The case pertains to a subset of immigrants who illegally reentered the United States after previously being deported and who face deportation again.
The Obama administration has put a priority on expelling repeat immigration offenders, who are ineligible for hearings before an immigration judge because of the outcome of their prior cases. But those who claim they have a fear of persecution or torture if they return to their home countries are guaranteed a hearing with an asylum officer.
Government regulations say that within 10 days, claimants must receive a determination of whether they can proceed to have their case heard by a judge.
The lawsuit, which was filed in the U.S. District Court in San Francisco, alleges the government violated the law in thousands of cases, with individuals waiting in detention for many months for a ruling on their case and in some instances more than a year. The lawsuit said government data show that the average wait time for a reasonable fear determination is about 111 days.

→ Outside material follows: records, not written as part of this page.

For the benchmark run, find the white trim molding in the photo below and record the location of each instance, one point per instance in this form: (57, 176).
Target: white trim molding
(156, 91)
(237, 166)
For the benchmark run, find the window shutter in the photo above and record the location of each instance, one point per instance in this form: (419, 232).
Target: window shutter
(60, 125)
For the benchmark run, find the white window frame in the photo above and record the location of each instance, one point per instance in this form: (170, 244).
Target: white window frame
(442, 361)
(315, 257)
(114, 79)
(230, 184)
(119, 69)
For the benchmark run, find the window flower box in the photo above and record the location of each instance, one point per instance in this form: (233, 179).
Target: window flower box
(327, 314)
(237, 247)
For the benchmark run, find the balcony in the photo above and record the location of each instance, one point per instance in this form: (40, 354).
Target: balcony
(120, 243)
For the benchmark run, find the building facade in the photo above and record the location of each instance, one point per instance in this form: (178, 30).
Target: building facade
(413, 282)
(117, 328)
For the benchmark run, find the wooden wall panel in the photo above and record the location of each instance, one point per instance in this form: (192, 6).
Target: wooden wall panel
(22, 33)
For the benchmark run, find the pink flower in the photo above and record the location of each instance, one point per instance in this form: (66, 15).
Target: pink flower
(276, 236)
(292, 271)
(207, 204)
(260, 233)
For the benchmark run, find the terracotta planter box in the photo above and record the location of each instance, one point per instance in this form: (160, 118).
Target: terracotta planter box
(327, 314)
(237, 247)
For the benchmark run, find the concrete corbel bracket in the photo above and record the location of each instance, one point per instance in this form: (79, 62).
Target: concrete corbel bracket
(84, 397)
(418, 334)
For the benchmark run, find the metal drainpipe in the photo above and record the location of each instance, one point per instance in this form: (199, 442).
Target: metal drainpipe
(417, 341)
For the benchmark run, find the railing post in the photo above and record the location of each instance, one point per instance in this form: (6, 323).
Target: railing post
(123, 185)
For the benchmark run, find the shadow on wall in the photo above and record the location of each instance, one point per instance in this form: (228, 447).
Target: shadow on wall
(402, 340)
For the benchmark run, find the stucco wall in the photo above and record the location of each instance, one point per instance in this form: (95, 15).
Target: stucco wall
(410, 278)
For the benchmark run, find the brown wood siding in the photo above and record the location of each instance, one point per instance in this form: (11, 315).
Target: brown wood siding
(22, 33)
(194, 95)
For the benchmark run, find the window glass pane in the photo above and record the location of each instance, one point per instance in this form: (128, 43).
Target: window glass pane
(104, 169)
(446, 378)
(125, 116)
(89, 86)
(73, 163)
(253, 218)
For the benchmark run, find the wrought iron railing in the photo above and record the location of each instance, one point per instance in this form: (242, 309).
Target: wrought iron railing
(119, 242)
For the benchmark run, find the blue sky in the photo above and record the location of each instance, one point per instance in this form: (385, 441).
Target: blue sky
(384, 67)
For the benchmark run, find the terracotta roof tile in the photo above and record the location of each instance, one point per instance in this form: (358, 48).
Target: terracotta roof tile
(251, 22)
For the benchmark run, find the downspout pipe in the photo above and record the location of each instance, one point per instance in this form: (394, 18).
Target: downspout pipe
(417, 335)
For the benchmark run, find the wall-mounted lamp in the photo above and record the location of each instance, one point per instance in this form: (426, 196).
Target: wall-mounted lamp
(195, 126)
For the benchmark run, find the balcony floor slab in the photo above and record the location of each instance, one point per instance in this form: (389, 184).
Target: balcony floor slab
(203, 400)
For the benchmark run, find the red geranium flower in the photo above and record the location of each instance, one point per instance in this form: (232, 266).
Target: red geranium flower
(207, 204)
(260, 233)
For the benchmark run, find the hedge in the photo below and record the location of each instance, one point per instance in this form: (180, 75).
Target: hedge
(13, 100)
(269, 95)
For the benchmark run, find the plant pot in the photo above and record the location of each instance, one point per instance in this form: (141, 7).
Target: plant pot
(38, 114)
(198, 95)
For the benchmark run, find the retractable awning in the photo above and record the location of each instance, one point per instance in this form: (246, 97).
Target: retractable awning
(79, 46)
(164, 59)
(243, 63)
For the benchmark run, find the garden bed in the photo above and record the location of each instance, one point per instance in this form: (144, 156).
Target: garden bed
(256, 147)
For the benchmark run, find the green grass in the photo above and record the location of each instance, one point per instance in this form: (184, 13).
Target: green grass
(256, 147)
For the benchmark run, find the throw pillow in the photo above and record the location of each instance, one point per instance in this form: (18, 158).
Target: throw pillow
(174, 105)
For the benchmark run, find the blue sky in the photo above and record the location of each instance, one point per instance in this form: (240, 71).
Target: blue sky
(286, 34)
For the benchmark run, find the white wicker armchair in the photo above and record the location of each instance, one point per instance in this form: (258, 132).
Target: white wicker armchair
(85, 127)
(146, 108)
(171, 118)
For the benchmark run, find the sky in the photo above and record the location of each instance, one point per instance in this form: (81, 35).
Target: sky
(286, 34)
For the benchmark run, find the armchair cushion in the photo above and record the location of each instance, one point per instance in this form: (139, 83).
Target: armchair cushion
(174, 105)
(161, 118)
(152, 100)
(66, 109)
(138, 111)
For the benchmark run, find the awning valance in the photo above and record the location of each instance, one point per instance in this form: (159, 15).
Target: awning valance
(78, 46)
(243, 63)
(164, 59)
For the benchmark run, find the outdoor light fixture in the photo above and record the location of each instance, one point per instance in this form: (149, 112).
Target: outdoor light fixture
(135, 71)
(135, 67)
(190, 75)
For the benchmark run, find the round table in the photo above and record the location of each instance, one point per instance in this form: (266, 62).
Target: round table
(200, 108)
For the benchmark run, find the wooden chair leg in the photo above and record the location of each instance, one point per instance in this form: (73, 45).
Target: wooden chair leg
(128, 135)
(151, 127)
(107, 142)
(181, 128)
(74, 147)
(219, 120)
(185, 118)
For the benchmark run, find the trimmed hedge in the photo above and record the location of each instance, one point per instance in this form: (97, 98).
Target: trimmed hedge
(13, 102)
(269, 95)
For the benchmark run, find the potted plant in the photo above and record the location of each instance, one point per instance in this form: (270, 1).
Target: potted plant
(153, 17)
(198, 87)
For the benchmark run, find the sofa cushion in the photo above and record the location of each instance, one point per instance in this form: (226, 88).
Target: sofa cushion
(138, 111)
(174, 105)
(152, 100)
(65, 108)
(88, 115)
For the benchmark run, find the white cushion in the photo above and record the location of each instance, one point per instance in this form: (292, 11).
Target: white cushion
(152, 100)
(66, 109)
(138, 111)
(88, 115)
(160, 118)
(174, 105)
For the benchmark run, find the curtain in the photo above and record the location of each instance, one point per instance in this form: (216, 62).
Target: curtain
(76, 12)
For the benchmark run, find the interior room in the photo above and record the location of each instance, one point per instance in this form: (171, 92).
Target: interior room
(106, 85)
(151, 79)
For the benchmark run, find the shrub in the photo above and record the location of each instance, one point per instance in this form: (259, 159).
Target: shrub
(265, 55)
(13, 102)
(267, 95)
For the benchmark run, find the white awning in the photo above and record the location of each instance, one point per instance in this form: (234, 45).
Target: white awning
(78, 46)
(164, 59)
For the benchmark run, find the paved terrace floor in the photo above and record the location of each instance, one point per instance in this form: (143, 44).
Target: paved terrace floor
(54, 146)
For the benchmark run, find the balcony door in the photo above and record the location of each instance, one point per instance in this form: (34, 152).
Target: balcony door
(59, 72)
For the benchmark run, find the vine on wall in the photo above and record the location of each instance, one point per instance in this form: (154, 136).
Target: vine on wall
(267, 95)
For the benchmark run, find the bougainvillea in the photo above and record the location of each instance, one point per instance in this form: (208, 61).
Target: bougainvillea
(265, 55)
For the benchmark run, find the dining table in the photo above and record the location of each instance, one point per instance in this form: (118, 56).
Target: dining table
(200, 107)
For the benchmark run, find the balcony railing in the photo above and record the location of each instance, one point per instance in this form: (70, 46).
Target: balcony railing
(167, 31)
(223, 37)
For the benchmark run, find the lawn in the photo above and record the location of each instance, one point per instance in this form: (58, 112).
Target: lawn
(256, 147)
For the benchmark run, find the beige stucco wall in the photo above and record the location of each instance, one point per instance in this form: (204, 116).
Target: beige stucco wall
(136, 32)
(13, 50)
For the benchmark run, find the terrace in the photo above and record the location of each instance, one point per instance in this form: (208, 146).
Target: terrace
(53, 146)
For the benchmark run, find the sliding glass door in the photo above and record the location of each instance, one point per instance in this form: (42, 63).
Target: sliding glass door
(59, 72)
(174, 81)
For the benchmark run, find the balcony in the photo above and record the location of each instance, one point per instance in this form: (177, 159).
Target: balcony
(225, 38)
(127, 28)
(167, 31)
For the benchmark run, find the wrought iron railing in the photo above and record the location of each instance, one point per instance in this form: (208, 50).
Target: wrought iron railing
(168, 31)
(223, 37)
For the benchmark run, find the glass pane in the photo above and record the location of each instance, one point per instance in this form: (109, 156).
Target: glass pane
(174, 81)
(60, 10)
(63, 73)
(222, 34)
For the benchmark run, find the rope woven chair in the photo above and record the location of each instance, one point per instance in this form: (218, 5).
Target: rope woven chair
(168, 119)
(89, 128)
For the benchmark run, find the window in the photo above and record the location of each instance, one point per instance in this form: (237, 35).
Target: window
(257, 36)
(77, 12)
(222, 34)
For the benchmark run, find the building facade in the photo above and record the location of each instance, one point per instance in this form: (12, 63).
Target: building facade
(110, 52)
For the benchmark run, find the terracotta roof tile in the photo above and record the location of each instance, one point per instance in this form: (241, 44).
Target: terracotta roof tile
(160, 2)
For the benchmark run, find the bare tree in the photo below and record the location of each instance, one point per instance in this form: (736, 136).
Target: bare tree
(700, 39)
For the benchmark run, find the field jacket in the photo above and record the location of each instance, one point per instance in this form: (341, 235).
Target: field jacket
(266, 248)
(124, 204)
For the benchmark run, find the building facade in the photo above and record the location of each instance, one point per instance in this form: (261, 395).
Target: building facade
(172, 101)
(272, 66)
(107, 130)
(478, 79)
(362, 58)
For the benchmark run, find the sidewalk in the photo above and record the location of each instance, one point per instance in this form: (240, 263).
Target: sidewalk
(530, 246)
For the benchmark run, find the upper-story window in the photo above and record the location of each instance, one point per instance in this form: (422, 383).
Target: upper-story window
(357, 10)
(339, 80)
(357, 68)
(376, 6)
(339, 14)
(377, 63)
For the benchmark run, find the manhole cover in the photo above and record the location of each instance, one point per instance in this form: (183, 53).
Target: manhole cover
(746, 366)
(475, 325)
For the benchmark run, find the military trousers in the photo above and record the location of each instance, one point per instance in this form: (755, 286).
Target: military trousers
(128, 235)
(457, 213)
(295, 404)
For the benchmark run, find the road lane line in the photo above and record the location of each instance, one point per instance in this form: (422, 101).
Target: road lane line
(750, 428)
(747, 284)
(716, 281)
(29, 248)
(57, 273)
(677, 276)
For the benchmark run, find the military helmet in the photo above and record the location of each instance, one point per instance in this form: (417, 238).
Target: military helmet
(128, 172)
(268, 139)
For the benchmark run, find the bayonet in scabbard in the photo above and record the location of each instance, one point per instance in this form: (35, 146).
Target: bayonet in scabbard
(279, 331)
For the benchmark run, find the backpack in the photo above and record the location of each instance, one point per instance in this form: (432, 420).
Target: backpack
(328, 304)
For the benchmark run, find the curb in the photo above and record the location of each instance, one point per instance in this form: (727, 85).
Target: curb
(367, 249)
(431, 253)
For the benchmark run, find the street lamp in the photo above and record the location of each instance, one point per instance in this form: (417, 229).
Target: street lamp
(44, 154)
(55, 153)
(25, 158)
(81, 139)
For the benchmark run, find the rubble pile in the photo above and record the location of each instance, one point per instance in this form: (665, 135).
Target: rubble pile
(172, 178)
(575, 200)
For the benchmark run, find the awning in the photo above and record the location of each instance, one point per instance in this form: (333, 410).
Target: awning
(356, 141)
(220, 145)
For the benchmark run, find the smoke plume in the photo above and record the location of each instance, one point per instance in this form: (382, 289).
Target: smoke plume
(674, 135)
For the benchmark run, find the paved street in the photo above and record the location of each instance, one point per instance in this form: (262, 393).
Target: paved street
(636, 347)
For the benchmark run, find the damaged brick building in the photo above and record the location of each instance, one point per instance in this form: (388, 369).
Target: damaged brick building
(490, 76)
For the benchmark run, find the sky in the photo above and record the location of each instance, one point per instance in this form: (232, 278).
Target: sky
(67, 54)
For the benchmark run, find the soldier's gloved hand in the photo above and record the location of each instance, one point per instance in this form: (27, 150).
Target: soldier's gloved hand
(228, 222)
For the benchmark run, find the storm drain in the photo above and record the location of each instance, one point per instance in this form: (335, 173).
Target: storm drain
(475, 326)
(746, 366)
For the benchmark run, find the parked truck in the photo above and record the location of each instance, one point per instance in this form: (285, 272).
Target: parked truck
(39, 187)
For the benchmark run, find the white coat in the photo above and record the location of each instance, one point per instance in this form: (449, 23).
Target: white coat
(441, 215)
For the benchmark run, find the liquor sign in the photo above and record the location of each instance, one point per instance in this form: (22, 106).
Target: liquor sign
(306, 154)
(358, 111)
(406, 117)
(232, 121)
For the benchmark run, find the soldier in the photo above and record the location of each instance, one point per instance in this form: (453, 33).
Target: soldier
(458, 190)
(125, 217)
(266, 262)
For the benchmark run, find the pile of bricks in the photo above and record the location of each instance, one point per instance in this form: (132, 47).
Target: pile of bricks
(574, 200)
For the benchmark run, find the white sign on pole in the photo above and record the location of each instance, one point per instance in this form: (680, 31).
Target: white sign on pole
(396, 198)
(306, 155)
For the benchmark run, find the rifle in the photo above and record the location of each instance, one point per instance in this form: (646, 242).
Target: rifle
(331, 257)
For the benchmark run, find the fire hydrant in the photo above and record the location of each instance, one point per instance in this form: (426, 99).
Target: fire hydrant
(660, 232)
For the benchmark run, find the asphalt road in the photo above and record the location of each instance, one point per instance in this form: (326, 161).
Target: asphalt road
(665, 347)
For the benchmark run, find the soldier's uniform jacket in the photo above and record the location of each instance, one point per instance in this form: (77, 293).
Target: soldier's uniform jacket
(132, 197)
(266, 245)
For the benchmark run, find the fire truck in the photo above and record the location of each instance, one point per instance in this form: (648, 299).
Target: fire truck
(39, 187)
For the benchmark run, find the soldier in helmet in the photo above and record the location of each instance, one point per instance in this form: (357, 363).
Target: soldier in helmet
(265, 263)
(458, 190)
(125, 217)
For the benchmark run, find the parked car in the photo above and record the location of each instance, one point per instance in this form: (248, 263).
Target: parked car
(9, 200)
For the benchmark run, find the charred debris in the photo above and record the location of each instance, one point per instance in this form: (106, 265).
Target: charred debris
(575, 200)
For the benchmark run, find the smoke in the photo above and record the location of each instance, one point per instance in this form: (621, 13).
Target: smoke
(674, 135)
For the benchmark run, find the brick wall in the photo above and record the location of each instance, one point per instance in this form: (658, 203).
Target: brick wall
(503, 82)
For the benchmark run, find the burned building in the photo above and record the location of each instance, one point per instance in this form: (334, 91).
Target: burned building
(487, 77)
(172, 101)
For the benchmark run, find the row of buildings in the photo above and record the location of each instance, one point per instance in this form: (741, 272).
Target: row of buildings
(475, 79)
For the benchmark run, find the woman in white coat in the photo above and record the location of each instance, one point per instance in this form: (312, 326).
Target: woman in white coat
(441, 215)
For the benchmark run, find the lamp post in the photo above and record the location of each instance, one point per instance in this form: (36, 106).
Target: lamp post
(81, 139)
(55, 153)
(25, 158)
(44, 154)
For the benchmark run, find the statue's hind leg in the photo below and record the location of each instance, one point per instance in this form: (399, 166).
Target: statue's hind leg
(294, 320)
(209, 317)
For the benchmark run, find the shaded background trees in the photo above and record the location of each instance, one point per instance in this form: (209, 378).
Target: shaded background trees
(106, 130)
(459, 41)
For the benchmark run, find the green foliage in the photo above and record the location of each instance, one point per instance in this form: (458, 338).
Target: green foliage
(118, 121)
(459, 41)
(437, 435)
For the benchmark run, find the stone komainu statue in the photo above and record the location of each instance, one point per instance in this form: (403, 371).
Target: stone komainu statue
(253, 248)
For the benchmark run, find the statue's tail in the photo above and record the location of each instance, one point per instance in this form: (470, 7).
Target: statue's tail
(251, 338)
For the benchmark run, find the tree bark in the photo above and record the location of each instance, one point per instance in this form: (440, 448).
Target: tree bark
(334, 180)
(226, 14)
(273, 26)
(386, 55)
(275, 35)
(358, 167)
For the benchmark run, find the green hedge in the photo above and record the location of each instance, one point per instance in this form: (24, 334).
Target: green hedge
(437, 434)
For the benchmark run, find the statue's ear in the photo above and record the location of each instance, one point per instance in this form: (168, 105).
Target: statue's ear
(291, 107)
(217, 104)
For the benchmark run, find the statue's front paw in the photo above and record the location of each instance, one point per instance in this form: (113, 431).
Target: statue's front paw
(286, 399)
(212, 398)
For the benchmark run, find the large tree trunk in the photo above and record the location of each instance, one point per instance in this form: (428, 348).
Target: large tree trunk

Marco Antonio Alfaro Garcia, a native of El Salvador who was deported at the border while trying to cross into the United States in 2005, successfully crossed two years later and now has three American-born children with his partner, a U.S. citizen.
In January, Garcia was arrested and charged with driving under the influence. According to the court filings, he was turned over to immigration authorities, who informed him that his 2005 deportation order had been reinstated.
Garcia told the officials that he was afraid to go back to El Salvador because he had been beaten multiple times by police and feared retaliation from a criminal group for providing information to prosecutors. It took nearly a month for Garcia to get an interview with an asylum officer, according to his lawyers, and he is still waiting for a ruling on whether he can move forward with his claim. He is entering his fourth month at a federal detention facility in Adelanto, Calif.
His partner, Yeni Gomez, 34, gave birth to their third son while Garcia was in detention. She said she had been selling pupusas on the sidewalk to pay rent.
“It’s really hard to be the mom and the dad at the same time,” she said. “We just want to know an answer as soon as possible.”
Also Thursday, documents were released showing that the Department of Homeland Security has cracked down on another class of immigrants seeking protection.
Immigration officials have been overwhelmed in recent years by a surge of asylum seekers along the U.S.-Mexico border. Over the last five years, the number of people detained at the border who claim they cannot return home because they fear for their safety has increased sevenfold, from just under 5,000 to more than 36,000.
Each is granted what is known as a “credible fear” interview with an asylum officer who determines whether the immigrant is eligible to stay in the country and have a full asylum hearing or be sent home. The majority of claims are found to be credible, according to federal figures, although only a small number of immigrants will go on to win asylum.
Asylum officers were urged to be stricter in their rulings in internal U.S. Citizenship and Immigration Services documents released by an advocacy group called the National Immigrant Youth Alliance.
In a Feb. 28 memo from John Lafferty, the chief of the Asylum Division at USCIS, officers are instructed to approve only those cases that demonstrate a “significant possibility” of winning asylum from a judge. Lafferty issued the memo in light of concerns that officers had been approving cases that had “only a minimal or mere possibility of success.”
Jeff Carter, a spokesman for USCIS, said immigrants have always had to demonstrate a “significant possibility” of winning asylum. “The credible fear standard was established by Congress and has not changed,” he said in a statement.
But Judy London, directing attorney of the Immigrants’ Rights Project at the pro bono law firm Public Counsel, said the memo is “a signal to asylum officers to be very wary about finding credible fear.” She complained that the government’s response to the surge in asylum applications was “to make it more difficult for [immigrants] to establish their eligibility to stay here rather than looking at what is causing this increase.”
Mark Krikorian, executive director of the Center for Immigration Studies, which advocates for a more restrictive immigration system, welcomed a stricter interview process. “Tightening up the credible fear determination is essential,” he said. “Everybody who just utters the word ‘asylum’ can’t be adjudicated.”